Singer tossed seven scoreless innings, and he held the Twins to four hits.

Royals relievers Taylor Clarke and Scott Barlow combined to give up five runs in the eighth inning. The bases were loaded when Barlow exited and handed the ball to Josh Staumont, with the Twins potentially on the cusp of breaking it open.

Clarke gave up four consecutive hits to start the eighth inning and did not record an out.

Barlow, who entered with the third-lowest ERA of any Royals pitcher ever against the Twins (1.55 in 27 appearances), took over and got a sacrifice fly for the first out of the inning. Then he struck out the next batter.

But Barlow then left a fastball over the heart of the plate to Kyle Garlick, and Garlick pounded it into the left-field bullpen for a two-run home run. The blast made it a one-run game.

Barlow then gave up a single and a walk to load the bases, which prompted Matheny to call upon Staumont with the Twins (25-16) still gaining momentum. Staumont froze leadoff man Luis Arraez, who came in batting .324 with a .430 on-base percentage, with a curveball for a called third strike.

“You’re always trying — especially coming in with guys on base — you’re picking up the guy before you before you even think about anything that you’re doing,” Staumont said. “Big situation with bases loaded, you’ve got to establish a first pitch strike. We did that, got those curveballs on the outside with Arraez, a guy who doesn’t punch out often and puts a lot of balls in play. You’ve just got to be careful. Bases loaded two outs, it’s a hard thing. Those guys are moving.
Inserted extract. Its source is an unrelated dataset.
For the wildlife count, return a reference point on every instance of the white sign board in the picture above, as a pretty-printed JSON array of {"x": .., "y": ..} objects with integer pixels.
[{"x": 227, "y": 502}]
“It’s one thing to get that job done, but the job wasn’t done. I stepped out there the next inning and didn’t finish it, so it’s frustrating.”

Indeed, the Twins got to Staumont in the ninth, taking their first lead of the day on a leadoff walk, double by Max Kepler, game-tying sacrifice fly by Gary Sanchez and Gio Urshela’s two-out RBI single.

The Royals went down in order in their half of the ninth inning and that was that.

“We’re giving it everything we’ve got,” Staumont said. “Frustration is at the top (of the list of emotions). A game like this where Brady throws (like he did), everyone wants to do their job the best that they can. Everyone gives 100%. So to fall short in a game like this is super-frustrating.

“They were just mental mistakes, untimely walks compared to timely hitting. … We needed this win today, and as a bullpen we just didn’t do it for the rest of the team.”

Carlos Santana’s three-run double was the driving force behind a five-run sixth inning for the Royals. Andrew Benintendi went 3 for 4 with a walk, an RBI and a run scored. Hunter Dozier doubled and drove in a run. Kyle Isbel had a hit, an RBI and a stolen base.

Santana admitted to being somewhat stunned by how things unfolded, but he reiterated that nobody was happy about losing in that fashion.

He’s also a proponent of turning the page and not letting the loss linger.

“Tomorrow is a new day, new week, new series, so let’s see what happens,” Santana said. “We keep playing hard, keep working. It’s a long season. It was a tough game today, but we have to keep our heads up and tomorrow is a new day.”